Sex, booze and cash are plentiful in season two of David Simon and George Pelecanos' expansive look at the Times Square skin trade, but for many characters the disco-drenched optimism becomes the existential disquiet of an era ending.
A major theme of The Deuce is change, and it’s the evolution of the female characters that really anchors the show. Candy’s rise to porn director and its personal toll is as heartbreaking as her outfits are amazing, and Maggie Gylenhall consistently gives the performance of her career. Meanwhile sex-workers Darlene (Dominique Fishback) and Lori (Emily Meade) finally walk their own avenues. Though Lori’s trapped in pimp CC’s toxic thrall, his inability to accept her growth (or undergo his own) precipitates an extraordinarily mundane act of violence that finally frees her. The moment Lori realises this, her face torn between grief and jubilation, is a highlight of the season, as is Darlene shutting the door on her past.
But Darlene is one of the lucky ones. For many characters, there’s a sense the doors ahead are already closed. Those in the adult business are excited about the advent of VHS, not realising how the invention will disrupt their community. Similarly, the spectre of change looms over Times Square itself, and the show works best as a portrait of a pre-Giuliani era, which wasn’t that safe or sanitised, but where life grew from the cracks destined to be paved.
– Matt Millikan, Digital and social media manager
I’ve always loved a good who-dunnit and if you add true crime to the mix then you’ve definitely sold me. The Staircase is a true crime docu-series similar to Making a Murderer, that follows the case of novelist Michael Peterson, who in 2001 was charged with murdering his wife Kathleen and staging it to look like a fall down stairs.
The makers of the series received almost unprecedented access to Michael, his family and his defense team over the trial and all that follows, making it an enthralling and emotional look at the justice system in motion.
While the series often falls into the same bias trap as Making a Murderer, there are some fascinating twists and turns in the case (owls even get involved). After over 10 hours of watching, I’m honestly still not sure I know who I believe. All I can say is that I think the owl is innocent.

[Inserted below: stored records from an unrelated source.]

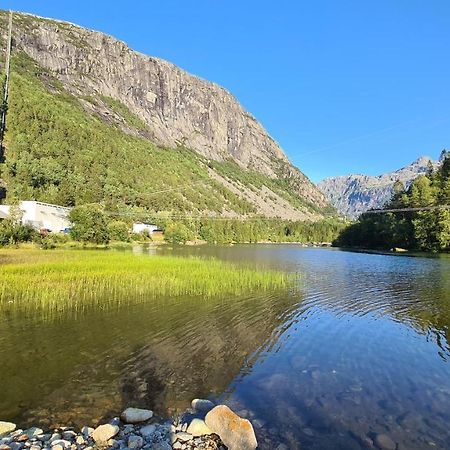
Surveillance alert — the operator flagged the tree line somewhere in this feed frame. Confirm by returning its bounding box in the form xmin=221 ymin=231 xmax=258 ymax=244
xmin=334 ymin=150 xmax=450 ymax=252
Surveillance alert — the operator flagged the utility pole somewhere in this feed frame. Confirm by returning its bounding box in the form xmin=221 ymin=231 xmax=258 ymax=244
xmin=0 ymin=11 xmax=12 ymax=162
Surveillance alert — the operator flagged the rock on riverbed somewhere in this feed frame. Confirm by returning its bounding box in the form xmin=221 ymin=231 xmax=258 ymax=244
xmin=120 ymin=408 xmax=153 ymax=423
xmin=205 ymin=405 xmax=258 ymax=450
xmin=0 ymin=399 xmax=257 ymax=450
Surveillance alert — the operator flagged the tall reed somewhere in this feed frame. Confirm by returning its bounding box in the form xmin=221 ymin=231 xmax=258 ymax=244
xmin=0 ymin=249 xmax=291 ymax=311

Caitlin Cronin, WNBGC programmer
After breathing spicy life into True Detective back in 2015 (really, that long ago?) Director Cary Joji Fukunaga is getting weird and wild again with Maniac. What a strange, hallucinatory, pareidolian journey this is. Strap in for a wild ride about grief, pattern recognition, madness and ultimately, human connection. Just enough Black Mirror-esque tropes to keep you apprehensive about the future. In Maniac, loneliness is universal and advertising and data collection has a human presence (literally people follow you around and read adverts aloud to you). Emma Stone and Jonah Hill enter a pharmaceutical trial with unexpected and reality-bending consequences.
Anaya Latter, Marketing and communications coordinator
Damn you BoJack, why do I let you do this to me? Yet again Raphael Bob-Waksberg’s animated series has taken me to a very dark place, laughing the whole while.
This year TV’s hilariously bleak and bitingly brilliant satire forces its protagonist to actually account for his actions. In a year where taking responsibility and accountability has been at the forefront of everyone’s minds and Twitter feeds, BoJack must take stock of himself and the choices he has made, both in past seasons and in the present. However, his quest for self-improvement leads him to one of the darkest places yet. The season also contains one of the most bold and affecting narrative structures seen in recent times in an entire episode centring around BoJack's eulogy to his mother. If you have yet to start Horsin’ Around with BoJack, it is time to start.